3. Yasal mevzuat ve Dairemizin ilkeleri dikkate alındığında; davanın Sosyal Yardımlaşma Dayanışma Vakfı aleyhine açılması gerekirken Aile ve Sosyal Hizmetler Bakanlığına husumet yöneltilmesi 6100 sayılı Kanun'un 124 üncü maddesine göre kabul edilebilir bir yanılgı mahiyetindedir.
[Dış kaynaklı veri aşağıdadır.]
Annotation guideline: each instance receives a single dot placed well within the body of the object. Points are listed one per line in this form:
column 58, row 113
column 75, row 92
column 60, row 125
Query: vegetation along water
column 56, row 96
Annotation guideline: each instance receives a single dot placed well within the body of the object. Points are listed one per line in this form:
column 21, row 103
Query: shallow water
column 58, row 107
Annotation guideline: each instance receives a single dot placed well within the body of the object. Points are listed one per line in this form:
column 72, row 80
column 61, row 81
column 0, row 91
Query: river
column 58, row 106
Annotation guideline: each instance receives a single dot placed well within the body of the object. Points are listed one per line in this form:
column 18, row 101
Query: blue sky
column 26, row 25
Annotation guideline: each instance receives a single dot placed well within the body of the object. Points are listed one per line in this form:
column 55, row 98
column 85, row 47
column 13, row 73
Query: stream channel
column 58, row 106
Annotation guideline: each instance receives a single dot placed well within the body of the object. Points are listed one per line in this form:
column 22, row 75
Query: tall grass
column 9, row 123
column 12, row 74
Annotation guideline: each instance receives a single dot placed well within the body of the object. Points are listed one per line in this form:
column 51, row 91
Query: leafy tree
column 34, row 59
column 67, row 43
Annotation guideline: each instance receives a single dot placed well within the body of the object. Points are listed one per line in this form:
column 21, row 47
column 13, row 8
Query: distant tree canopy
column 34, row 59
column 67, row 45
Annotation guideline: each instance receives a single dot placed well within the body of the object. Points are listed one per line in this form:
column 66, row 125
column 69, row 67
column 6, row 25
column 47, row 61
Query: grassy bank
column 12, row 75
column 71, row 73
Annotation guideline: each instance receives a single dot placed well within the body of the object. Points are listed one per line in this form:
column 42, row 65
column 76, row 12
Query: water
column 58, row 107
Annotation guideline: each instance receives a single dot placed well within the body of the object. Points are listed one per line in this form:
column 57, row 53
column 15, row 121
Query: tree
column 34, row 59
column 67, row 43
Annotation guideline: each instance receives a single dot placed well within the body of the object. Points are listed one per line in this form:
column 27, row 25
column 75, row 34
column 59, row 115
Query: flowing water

Bu durum karşısında davacıya davasını Sosyal Yardımlaşma Dayanışma Vakfına yöneltmek üzere süre verilip taraf teşkili sağlandıktan sonra karar verilmesi gerekmektedir. bu yön gözetilmeden yazılı şekilde sonuca gidilmesi hatalı olup bozmayı gerektirmiştir.
VI. KARAR
Açıklanan sebeple;
Temyiz olunan Bölge Adliye Mahkemesi kararının BOZULMASINA,
Peşin alınan temyiz karar harcının istek hâlinde ilgiliye iadesine,
Dosyanın kararı veren Bölge Adliye Mahkemesine gönderilmesine,16.02.2023 tarihinde oy birliğiyle karar verildi.